Transwell invasion assay
Transwell invasion assay was used to determine cell invasion. U87 and U251 cells transfected with mimic of miR-320b or non-specific mimic (NC) were resuspended (1×105 cells/ml) in 200 µl serum of 1% FBS medium and were added on a filter coated with basement membrane Matrigel (BD Bioscience, Bedford, MA, USA) according to the manufacturer's protocol. After 24 h of incubation, the cells and Matrigel on the upper membrane surface were removed gently with cotton swabs, and invading cells on the lower surface were fixed with 4% paraformaldehyde for 10 min and stained with crystal violet for 30 min. The invading cells were photographed in randomly selected fields and counted using a light microscope. The experiments for each group were performed in triplicate and the results were averaged.
Statistical analysis
Statistical analysis was performed with SPSS 20.0 software system (IBM, SPSS, Chicago, IL, USA). Data on the relative expression of miRNA were reported as means ± SD and Student's t-test was used to analyze differences between groups. A Chi-square test was applied to determine the association of miR-320b levels with clinicopathologic features. Survival analysis was carried out with the Graphpad 6. The hazard ratio (HR) was estimated via a Cox regression model and overall survival curves were plotted from Kaplan-Meier estimates, while log-rank test was conducted to compare the survival distributions between two groups. Differences were considered statistically significant at P<0.05.
Results
miR-320b is significantly downregulated in glioma tissues
To explore the implication of miRNA-320b in the development and progression of glioma, the expression levels of miR-320b in 65 glioma patients without radiotherapy or chemotherapy were compared against those of 16 normal brain tissues by qRT-PCR. The results demonstrated that miR-320b was significantly downregulated in glioma tissues compared with normal tissues (Fig. 1A, P=0.0151).
Low expression of miR-320b was associated with poor prognosis of glioma patients
In order to further investigate the association of miRNA-320b expression with prognosis of glioma patients, Kaplan-Meier analysis and log-rank test were used to evaluate the effects of miR-320b expression on overall survival, discovering that patients with low expression of miR-320b might have a worse overall survival compared with those with highly expressed miR-320b (Fig. 1B, HR, 1.853; 95% CI, 1.137–3.464; P=0.0207).
Correlations of miR-320b expression with clinicopathological features of glioma patients
To further elucidate the relationship between miR-320b with clinical characteristics of glioma patients, 65 glioma patients were divided into two groups, low miR-320b expression (n=36) and high miR-320b expression (n=29). Our data revealed that the expression levels of miR-320b was greatly related to tumor grade of glioma (P=0.0070), while not in association with age, gender and tumor location (Table I, P=0.6781, 0.3437 and 0.7849, respectively). Thus, we speculated that miR-320b might play important roles in the progression of glioma.

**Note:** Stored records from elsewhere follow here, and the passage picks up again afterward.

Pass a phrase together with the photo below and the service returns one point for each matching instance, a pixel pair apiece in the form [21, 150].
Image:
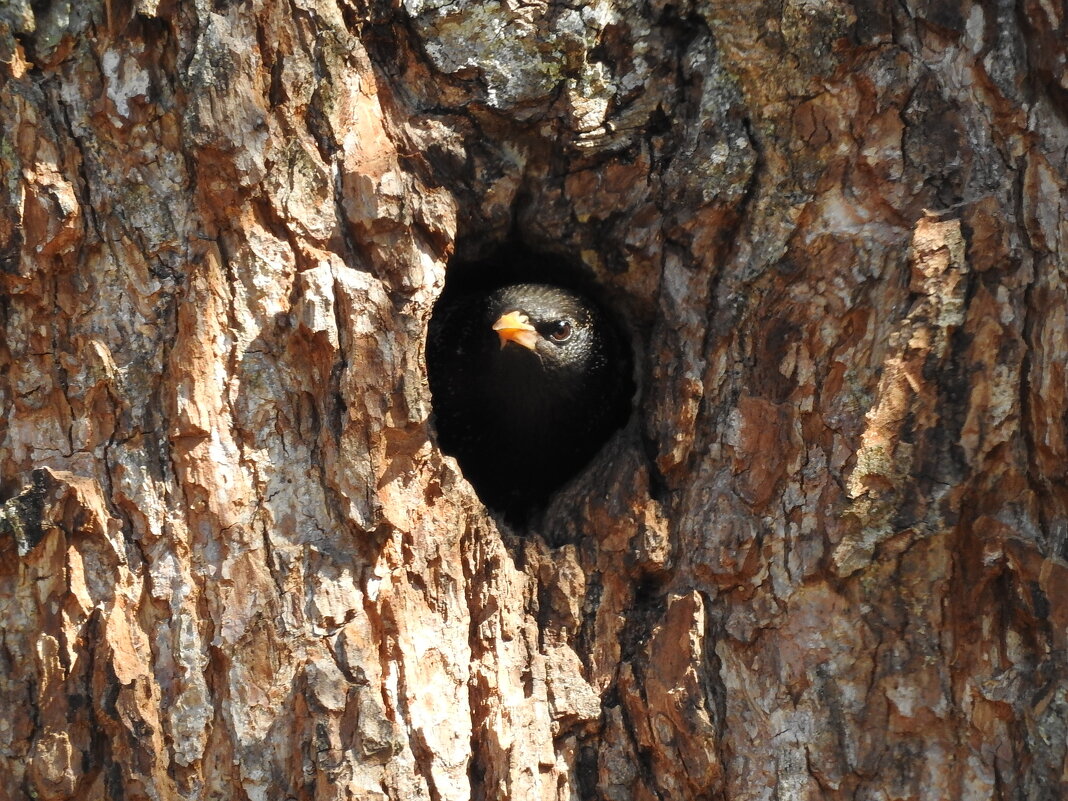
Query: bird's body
[528, 382]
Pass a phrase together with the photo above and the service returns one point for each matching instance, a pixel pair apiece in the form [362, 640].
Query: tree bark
[825, 560]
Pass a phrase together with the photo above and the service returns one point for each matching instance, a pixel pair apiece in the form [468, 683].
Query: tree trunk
[825, 560]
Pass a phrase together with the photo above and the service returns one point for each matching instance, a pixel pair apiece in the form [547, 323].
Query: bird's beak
[515, 327]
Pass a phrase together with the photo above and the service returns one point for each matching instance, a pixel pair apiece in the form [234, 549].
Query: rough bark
[827, 558]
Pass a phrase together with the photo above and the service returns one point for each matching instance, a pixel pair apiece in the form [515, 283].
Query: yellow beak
[516, 327]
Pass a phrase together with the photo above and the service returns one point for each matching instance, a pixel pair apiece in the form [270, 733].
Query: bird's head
[562, 329]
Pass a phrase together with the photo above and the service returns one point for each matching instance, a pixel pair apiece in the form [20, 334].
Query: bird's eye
[561, 331]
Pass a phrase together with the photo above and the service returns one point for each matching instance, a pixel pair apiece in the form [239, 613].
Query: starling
[528, 381]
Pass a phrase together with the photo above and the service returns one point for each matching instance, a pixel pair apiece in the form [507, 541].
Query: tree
[825, 560]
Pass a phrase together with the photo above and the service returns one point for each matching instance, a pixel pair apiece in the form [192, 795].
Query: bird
[527, 381]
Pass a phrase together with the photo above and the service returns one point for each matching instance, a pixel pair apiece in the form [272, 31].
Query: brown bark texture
[825, 560]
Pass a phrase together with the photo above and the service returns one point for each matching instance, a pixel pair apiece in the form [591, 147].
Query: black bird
[528, 381]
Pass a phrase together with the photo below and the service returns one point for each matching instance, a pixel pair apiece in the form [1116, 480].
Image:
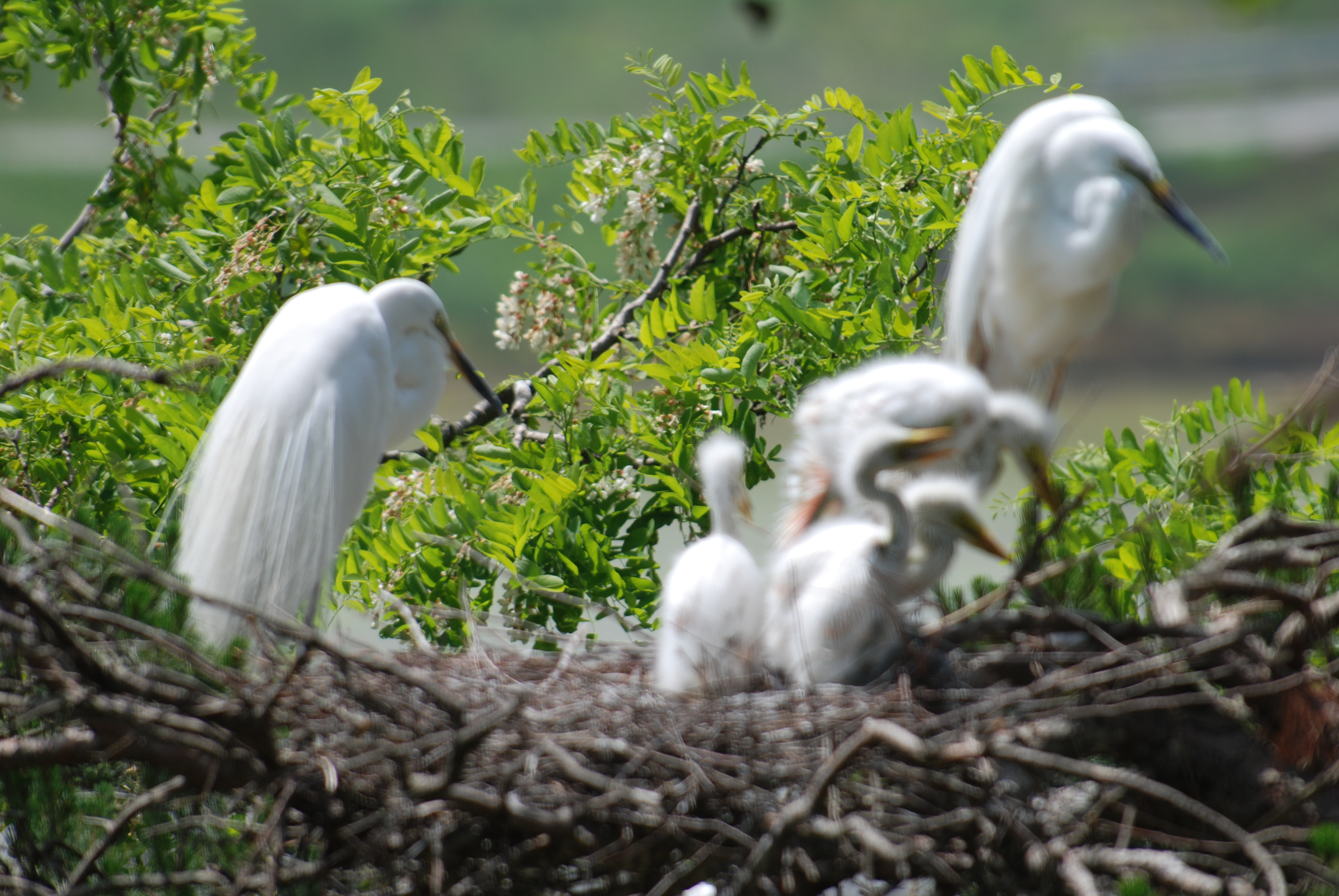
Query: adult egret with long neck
[1056, 215]
[713, 607]
[835, 595]
[911, 393]
[336, 378]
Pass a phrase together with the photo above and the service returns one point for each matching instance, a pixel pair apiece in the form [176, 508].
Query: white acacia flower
[596, 208]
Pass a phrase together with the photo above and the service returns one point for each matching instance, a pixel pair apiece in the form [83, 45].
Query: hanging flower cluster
[535, 307]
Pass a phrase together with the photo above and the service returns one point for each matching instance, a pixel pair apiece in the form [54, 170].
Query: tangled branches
[971, 768]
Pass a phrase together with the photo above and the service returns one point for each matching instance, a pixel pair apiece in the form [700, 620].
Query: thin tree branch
[117, 160]
[1135, 781]
[117, 828]
[70, 747]
[164, 377]
[485, 413]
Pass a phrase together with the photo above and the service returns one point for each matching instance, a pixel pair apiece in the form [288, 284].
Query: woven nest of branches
[1041, 750]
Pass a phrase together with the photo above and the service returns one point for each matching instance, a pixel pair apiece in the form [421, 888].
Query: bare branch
[104, 366]
[117, 828]
[1135, 781]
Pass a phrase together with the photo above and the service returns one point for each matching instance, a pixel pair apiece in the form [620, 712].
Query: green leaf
[846, 223]
[236, 195]
[170, 270]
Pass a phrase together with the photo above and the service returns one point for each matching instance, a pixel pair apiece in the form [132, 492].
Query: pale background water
[1239, 98]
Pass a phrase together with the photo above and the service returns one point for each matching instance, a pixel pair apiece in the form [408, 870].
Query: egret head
[721, 464]
[888, 447]
[947, 505]
[1105, 147]
[412, 312]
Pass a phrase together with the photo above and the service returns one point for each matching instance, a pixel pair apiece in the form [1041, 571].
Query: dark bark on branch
[509, 773]
[485, 413]
[104, 366]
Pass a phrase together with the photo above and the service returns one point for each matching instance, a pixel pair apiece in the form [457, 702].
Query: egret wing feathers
[288, 458]
[713, 606]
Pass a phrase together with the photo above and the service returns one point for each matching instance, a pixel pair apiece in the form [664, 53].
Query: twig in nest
[164, 377]
[117, 828]
[1135, 781]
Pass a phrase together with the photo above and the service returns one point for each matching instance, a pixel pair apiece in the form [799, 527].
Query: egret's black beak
[1163, 193]
[974, 532]
[467, 366]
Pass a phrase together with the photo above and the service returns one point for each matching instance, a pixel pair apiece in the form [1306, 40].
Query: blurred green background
[1240, 100]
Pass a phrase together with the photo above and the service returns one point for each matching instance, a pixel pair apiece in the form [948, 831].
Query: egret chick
[836, 595]
[1054, 217]
[911, 393]
[713, 602]
[336, 378]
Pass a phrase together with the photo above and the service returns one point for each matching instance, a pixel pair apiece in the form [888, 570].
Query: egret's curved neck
[938, 547]
[1107, 217]
[900, 538]
[720, 496]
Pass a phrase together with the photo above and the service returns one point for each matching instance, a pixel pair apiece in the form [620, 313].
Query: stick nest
[1026, 752]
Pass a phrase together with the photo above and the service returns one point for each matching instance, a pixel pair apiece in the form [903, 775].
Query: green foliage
[1136, 886]
[1325, 840]
[1152, 510]
[157, 65]
[796, 271]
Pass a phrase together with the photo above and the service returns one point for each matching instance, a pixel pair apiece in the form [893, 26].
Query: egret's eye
[442, 327]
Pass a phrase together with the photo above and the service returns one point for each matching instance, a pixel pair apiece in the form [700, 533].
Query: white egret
[911, 393]
[713, 606]
[336, 378]
[836, 594]
[1054, 217]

Table I.Correlation between miR-320b expression and clinicopathological features of glioma patients. |
Significant overexpression of miR-320b with mimics in U87 and U251
To identify whether miR-320b was associated with the progression of glioma, function analyses were conducted in vitro. First, we performed qRT-PCR to calculated the expression of miR-320b in three glioma cell lines (U87, U251, T98G), finding that similar to the situation for the glioma tissues, miR-320b were markedly lower in glioma cell lines (U87, U251 and T98G) compared with normal brain tissues (Fig. 2A). Then, mimic of miR-320b and miR-NC were transfected into U87 and U251 cells which had the lowest levels of miRNA-320b. As shown in Fig. 2B and C, miR-320b was effectively overexpressed in U87 and U251 cell lines compared with NC groups (Fig. 2B, P<0.001 for U87; 2C, P<0.001 for U251).

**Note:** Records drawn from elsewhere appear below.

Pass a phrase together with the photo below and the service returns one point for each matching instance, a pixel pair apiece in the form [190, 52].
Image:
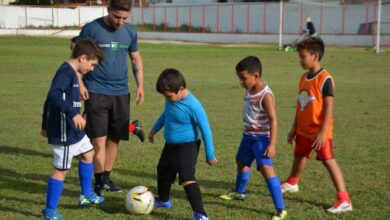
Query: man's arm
[138, 71]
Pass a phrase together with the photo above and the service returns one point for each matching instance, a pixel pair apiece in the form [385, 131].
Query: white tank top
[256, 121]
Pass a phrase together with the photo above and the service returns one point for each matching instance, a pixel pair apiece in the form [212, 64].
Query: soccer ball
[139, 200]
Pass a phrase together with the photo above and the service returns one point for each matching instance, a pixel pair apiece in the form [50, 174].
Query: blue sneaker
[91, 198]
[160, 204]
[199, 216]
[52, 214]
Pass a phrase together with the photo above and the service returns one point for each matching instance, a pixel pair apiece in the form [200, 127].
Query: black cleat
[139, 131]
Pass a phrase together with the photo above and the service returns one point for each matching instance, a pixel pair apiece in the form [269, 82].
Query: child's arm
[205, 130]
[156, 127]
[83, 90]
[292, 134]
[59, 84]
[319, 140]
[269, 107]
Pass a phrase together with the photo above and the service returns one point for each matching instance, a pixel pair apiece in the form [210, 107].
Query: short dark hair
[170, 80]
[251, 64]
[120, 5]
[313, 45]
[89, 48]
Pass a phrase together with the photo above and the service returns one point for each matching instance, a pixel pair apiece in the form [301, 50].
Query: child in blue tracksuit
[63, 125]
[183, 115]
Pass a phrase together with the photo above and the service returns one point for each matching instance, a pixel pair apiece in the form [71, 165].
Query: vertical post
[265, 18]
[378, 27]
[25, 15]
[366, 21]
[343, 21]
[247, 19]
[232, 18]
[301, 21]
[143, 18]
[217, 18]
[177, 19]
[165, 19]
[190, 17]
[154, 19]
[203, 19]
[280, 24]
[321, 17]
[52, 14]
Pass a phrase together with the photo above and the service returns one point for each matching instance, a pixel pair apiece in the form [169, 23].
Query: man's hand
[43, 132]
[79, 122]
[140, 96]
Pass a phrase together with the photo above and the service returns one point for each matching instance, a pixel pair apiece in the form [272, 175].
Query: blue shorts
[253, 147]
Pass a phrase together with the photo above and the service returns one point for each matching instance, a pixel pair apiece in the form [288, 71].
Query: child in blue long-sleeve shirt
[183, 115]
[64, 127]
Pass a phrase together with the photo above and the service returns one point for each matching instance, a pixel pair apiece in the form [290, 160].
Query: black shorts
[178, 158]
[108, 116]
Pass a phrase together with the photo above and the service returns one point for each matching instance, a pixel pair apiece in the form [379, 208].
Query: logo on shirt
[304, 99]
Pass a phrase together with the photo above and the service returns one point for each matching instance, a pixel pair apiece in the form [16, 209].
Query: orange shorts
[303, 148]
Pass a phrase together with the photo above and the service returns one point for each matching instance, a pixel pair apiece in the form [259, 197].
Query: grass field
[361, 134]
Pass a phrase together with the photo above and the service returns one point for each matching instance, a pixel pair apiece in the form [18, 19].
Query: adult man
[106, 90]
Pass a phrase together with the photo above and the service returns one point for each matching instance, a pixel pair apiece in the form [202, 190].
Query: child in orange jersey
[313, 124]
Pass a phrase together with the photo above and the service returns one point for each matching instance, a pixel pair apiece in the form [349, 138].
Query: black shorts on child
[108, 115]
[178, 158]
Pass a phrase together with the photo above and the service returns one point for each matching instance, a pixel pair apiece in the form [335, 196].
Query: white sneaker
[286, 187]
[340, 206]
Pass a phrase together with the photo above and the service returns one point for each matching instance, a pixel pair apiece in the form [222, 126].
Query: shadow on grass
[27, 182]
[26, 213]
[324, 206]
[24, 151]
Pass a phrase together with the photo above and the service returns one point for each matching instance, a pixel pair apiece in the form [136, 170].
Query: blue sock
[241, 181]
[275, 190]
[53, 194]
[85, 176]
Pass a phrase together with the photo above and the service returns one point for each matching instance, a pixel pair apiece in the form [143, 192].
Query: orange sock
[131, 128]
[344, 196]
[292, 180]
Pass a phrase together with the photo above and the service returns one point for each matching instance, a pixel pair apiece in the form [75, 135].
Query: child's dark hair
[90, 49]
[313, 45]
[251, 64]
[170, 80]
[120, 5]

miR-320b mimic inhibits U87 and U251 cell proliferation
In order to further determine the role of miR-320b in glioma cells, MTS and colony formation assays were carried out in cultured U87 and U251 cells. MTS results suggested that overexpression of miR-320b could significantly inhibit cell viability in contrast with NC groups at 72 h both in U87 and U251 cell lines (Fig. 3A). Moreover, colony formation assay results demonstrated that the number of U87 and U251 cell colonies was strikingly decreased by the miR-320b mimic compared with the NC groups (Fig. 3B).
Subsequently, to explore the mechanisms underlying proliferation suppression after miR-320b mimic transfection, we examined the effects of miR-320b on cell cycles of U87 and U251 cells by PI staining and flow cytometry. Flow cytometric analysis indicated that miR-320b mimic could significantly induce accumulation of cells in G0/G1 phase and correspondingly decrease the percentage of S phase cells (Fig. 3C). These data suggested that overexpression of miR-320b could inhibit glioma growth and development by suppressing cell cycle progression.

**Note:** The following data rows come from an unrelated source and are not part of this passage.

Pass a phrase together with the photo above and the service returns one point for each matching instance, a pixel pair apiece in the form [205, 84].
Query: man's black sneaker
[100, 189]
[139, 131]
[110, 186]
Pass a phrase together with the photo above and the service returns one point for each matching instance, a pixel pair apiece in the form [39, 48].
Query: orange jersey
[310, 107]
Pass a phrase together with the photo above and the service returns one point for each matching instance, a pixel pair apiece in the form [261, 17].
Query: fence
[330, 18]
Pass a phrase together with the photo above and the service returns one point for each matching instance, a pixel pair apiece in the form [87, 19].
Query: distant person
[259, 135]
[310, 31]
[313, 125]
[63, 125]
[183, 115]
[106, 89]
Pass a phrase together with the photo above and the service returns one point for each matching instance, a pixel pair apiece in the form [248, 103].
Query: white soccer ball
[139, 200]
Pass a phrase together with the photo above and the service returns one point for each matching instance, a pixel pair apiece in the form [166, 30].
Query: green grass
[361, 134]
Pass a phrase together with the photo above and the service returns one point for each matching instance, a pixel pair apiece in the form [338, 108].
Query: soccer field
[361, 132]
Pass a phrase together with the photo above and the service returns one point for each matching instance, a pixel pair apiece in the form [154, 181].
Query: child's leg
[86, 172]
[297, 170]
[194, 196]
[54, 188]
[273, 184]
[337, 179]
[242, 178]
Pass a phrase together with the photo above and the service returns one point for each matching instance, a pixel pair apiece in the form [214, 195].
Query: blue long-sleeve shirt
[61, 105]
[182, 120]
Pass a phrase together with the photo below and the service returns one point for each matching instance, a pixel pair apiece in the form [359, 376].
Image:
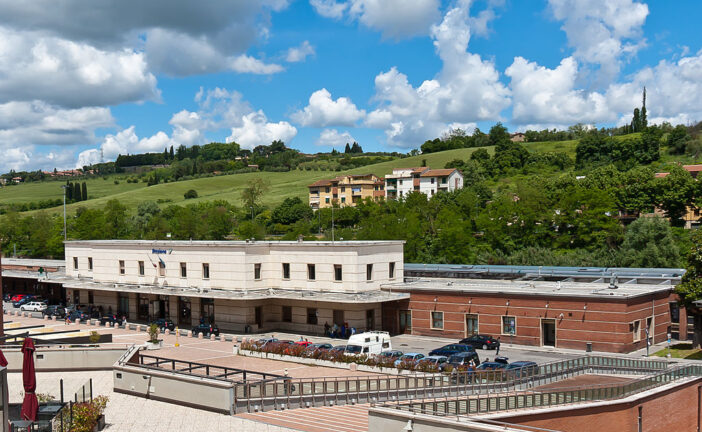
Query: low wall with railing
[69, 358]
[305, 392]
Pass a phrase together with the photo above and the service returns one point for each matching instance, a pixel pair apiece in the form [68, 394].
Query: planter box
[316, 362]
[153, 346]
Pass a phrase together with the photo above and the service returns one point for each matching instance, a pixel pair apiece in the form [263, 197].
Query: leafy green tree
[251, 195]
[649, 242]
[690, 288]
[678, 139]
[676, 192]
[290, 211]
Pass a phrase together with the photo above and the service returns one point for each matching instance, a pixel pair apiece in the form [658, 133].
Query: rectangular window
[337, 272]
[471, 324]
[312, 316]
[674, 313]
[437, 320]
[635, 328]
[287, 314]
[509, 325]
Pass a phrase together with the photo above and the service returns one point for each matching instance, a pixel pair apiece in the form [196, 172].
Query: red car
[18, 297]
[303, 343]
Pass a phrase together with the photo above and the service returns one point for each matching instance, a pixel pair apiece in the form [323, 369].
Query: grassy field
[229, 187]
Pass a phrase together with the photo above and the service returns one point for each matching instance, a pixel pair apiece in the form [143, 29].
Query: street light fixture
[65, 233]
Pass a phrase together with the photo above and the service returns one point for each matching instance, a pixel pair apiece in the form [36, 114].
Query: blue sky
[130, 76]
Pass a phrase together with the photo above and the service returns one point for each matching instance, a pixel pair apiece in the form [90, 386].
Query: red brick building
[612, 317]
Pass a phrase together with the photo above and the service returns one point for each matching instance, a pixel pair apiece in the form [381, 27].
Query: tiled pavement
[126, 413]
[345, 418]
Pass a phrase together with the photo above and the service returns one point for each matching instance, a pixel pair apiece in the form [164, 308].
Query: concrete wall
[203, 393]
[232, 263]
[676, 407]
[68, 359]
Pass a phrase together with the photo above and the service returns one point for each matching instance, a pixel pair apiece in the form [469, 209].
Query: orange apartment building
[345, 190]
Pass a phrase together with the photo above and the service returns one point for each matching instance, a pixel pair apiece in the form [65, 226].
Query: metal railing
[191, 368]
[478, 404]
[304, 392]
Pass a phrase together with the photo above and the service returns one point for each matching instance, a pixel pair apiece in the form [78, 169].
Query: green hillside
[228, 187]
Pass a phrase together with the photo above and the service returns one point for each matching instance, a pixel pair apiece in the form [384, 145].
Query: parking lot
[220, 353]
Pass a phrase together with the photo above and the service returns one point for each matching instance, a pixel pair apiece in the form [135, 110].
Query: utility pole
[65, 233]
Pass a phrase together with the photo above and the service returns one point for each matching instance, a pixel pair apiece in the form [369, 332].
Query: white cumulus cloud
[300, 53]
[324, 111]
[334, 138]
[257, 130]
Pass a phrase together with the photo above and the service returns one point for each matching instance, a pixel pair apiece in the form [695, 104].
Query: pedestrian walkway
[346, 418]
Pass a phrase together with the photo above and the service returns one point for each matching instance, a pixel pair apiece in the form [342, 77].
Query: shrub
[153, 333]
[94, 337]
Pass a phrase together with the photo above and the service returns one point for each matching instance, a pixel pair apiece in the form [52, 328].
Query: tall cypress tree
[636, 122]
[644, 120]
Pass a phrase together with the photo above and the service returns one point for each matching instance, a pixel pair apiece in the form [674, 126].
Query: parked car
[77, 314]
[451, 349]
[303, 343]
[54, 310]
[492, 366]
[464, 359]
[312, 348]
[17, 297]
[33, 306]
[523, 368]
[112, 319]
[206, 330]
[481, 341]
[409, 357]
[371, 342]
[24, 300]
[434, 360]
[395, 354]
[164, 323]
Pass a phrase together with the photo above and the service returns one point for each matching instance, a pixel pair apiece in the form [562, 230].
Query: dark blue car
[449, 350]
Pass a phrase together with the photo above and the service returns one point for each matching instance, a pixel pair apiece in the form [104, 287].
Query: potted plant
[154, 342]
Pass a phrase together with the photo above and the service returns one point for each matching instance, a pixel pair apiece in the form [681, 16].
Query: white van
[371, 342]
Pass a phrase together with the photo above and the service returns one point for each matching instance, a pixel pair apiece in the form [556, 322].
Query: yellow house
[345, 190]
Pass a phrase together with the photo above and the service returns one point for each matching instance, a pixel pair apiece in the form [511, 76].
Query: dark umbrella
[30, 405]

miR-320b mimics inhibit migration and invasion of U87 and U251 cell lines
Furthermore, to investigate the correlation of miR-320b expression with the migration and invasion capabilities of glioma cells, wound healing assay and Transwell invasion assay were conducted. In the wound healing assay, cell migration was inhibited after the transfection with miR-320b mimics and incubation for 24 h (Fig. 4A). Besides, Transwell assay demonstrated that miR-320b mimics could inhibit invasion abilities of U87 and U251 cells in comparison with NC groups (Fig. 4B).
miR-320b mimic promotes U87 and U251 apoptosis
As defects in apoptosis could induce carcinogenesis and cancer progression, we subsequently investigated whether overexpression of miR-320b could affect apoptosis of glioma cell lines. Flow cytometry analysis was performed and results suggested the significant increase of apoptotic rates of U87 and U251 cells transfected with miR-320b mimics compared with NC groups (Fig. 4C), indicating that miR-320b might play a crucial role in the apoptosis regulation of human glioma cells.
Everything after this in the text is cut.